There was no teargass, no new armored tank-like thingy the SPVM just purchased, just peaceful protest and a nonviolent police response. Exhilarating feeling aside, I wonder why this was the case.
This wasn’t a protest made up of senior citizens and children in strollers, the bulk of those in attendance were pretty hardcore, including the CLAC. These are the same people the police targeted both during the student protests and later, when there was an attempted resurgence after Marois came up with her own tuition increase.
Maybe it has to do with Harper. In fact, I’m sure it has to do with Harper.
Nobody ’round these parts likes the guy and I think that includes the cops. So, while they will do their job and protect him, they clearly don’t have the same gusto and desire to quash the peaceful rebellion they do when it’s a provincial leader, be it Charest or Marois, in the activist crosshairs.
If this had been, say, a student protest, with the same protestors in attendance behaving the same way, things would have ended differently. In fact, within minutes of activists taking the streets, there would have been a police kettle.

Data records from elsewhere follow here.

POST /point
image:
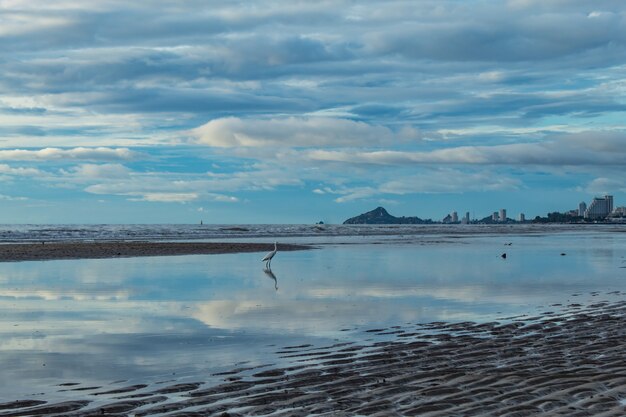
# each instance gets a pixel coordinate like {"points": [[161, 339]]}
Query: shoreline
{"points": [[569, 362], [19, 252]]}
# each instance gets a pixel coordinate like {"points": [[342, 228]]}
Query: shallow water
{"points": [[94, 322]]}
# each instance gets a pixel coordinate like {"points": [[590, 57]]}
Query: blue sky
{"points": [[295, 112]]}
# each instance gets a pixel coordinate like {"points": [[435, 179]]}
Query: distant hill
{"points": [[380, 216]]}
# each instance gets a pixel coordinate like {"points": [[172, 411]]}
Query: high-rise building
{"points": [[600, 207]]}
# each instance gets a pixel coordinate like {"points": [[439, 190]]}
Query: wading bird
{"points": [[268, 258]]}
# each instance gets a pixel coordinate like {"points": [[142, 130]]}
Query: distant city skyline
{"points": [[298, 112]]}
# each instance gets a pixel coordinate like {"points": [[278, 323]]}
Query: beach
{"points": [[101, 250], [568, 362], [429, 324]]}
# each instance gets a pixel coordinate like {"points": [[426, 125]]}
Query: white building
{"points": [[600, 207]]}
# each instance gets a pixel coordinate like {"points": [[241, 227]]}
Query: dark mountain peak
{"points": [[380, 216], [379, 211]]}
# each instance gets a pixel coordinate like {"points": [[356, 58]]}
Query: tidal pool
{"points": [[94, 322]]}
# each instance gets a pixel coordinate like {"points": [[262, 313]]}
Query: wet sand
{"points": [[565, 362], [99, 250]]}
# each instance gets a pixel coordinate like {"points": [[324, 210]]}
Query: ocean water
{"points": [[184, 318]]}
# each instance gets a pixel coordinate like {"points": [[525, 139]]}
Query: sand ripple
{"points": [[568, 364]]}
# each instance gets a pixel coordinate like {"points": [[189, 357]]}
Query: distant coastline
{"points": [[381, 216]]}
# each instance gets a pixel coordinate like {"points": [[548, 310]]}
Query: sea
{"points": [[70, 325]]}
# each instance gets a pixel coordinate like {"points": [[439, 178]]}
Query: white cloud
{"points": [[165, 197], [292, 132], [80, 153], [589, 148], [102, 171], [27, 172], [12, 198]]}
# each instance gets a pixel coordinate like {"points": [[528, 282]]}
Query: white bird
{"points": [[268, 258]]}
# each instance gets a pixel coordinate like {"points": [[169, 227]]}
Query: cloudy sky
{"points": [[286, 111]]}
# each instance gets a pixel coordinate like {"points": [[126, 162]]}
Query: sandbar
{"points": [[98, 250]]}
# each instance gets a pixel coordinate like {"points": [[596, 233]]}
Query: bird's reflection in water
{"points": [[271, 275]]}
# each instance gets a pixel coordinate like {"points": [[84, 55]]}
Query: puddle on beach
{"points": [[93, 322]]}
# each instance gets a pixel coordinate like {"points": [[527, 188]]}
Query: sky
{"points": [[297, 111]]}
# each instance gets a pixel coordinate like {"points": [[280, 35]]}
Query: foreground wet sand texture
{"points": [[99, 250], [571, 363]]}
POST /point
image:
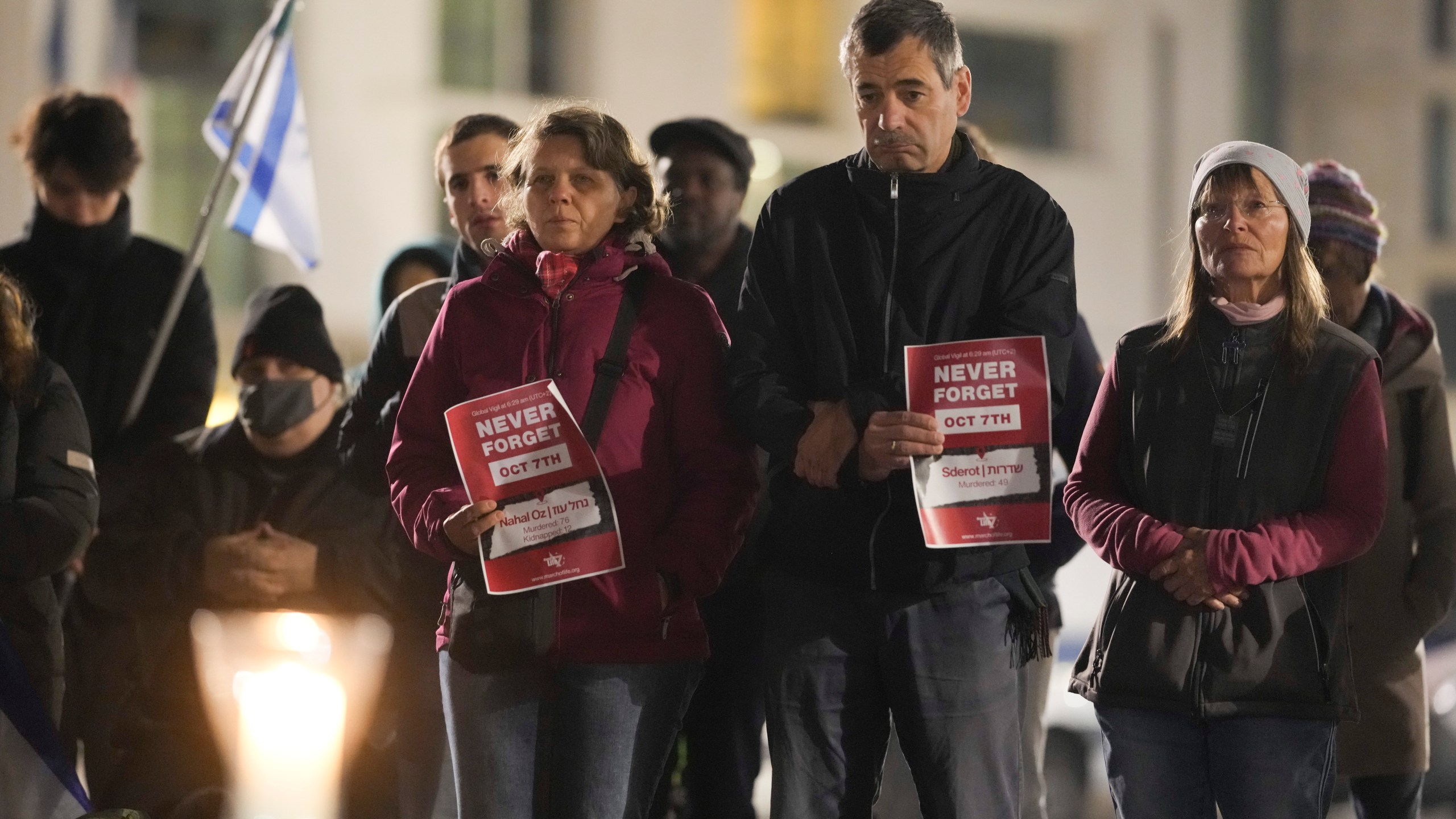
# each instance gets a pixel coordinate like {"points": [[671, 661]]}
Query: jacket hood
{"points": [[958, 175], [81, 250], [1413, 356]]}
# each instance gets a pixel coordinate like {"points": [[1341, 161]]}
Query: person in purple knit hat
{"points": [[1404, 585]]}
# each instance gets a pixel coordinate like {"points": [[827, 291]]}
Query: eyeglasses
{"points": [[1254, 210]]}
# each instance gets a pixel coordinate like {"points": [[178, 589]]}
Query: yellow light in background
{"points": [[787, 57], [290, 698], [768, 159], [222, 410]]}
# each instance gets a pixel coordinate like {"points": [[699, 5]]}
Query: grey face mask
{"points": [[271, 407]]}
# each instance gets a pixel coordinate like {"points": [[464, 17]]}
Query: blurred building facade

It is widely known that most Montreal police don’t live in the city, but they do live in Quebec and that is where their loyalty is. I only hope they realize soon and en masse that their provincial masters in Quebec City are just as pro-austerity, anti-worker and for an elite class that doesn’t include them as Harper is.
I also hope that they realize opposition to Harper means standing up for Idle No More-affiliated Native activists as they stand against Harper’s devastating ecological policies which affect us all while asserting their own self determination. The SPVM embarrassed themselves when they tore down a tipi recently and even compared the Native activists to occupiers, apparently irony isn’t something they teach police trainees.
There are a long list of reasons to oppose Harper, the group who organised this protest outlined a few on the Facebook event page. I can only hope the SPVM officers realize that its those reasons that got people to the streets and not the fact that Harper is some douche from Calgary (or Toronto) that none of their friends voted for.
Harper is a figurehead, as is Marois and Charest before her. If the SPVM are cool with activists protesting one, then they should be cool with the same people protesting the others.
The state is the state. As agents of the state, SPVM officers should learn that and realize that they actually don’t work for the state, in theory, but the people, the same people they kettle for protesting one leader and exchange jokes with when they are targeting another.
We need more vibratnt and fun protests like this one in Montreal that aren’t crushed before they have a chance to get going. I hope we don’t have to wait until Stephen Harper returns for that to happen.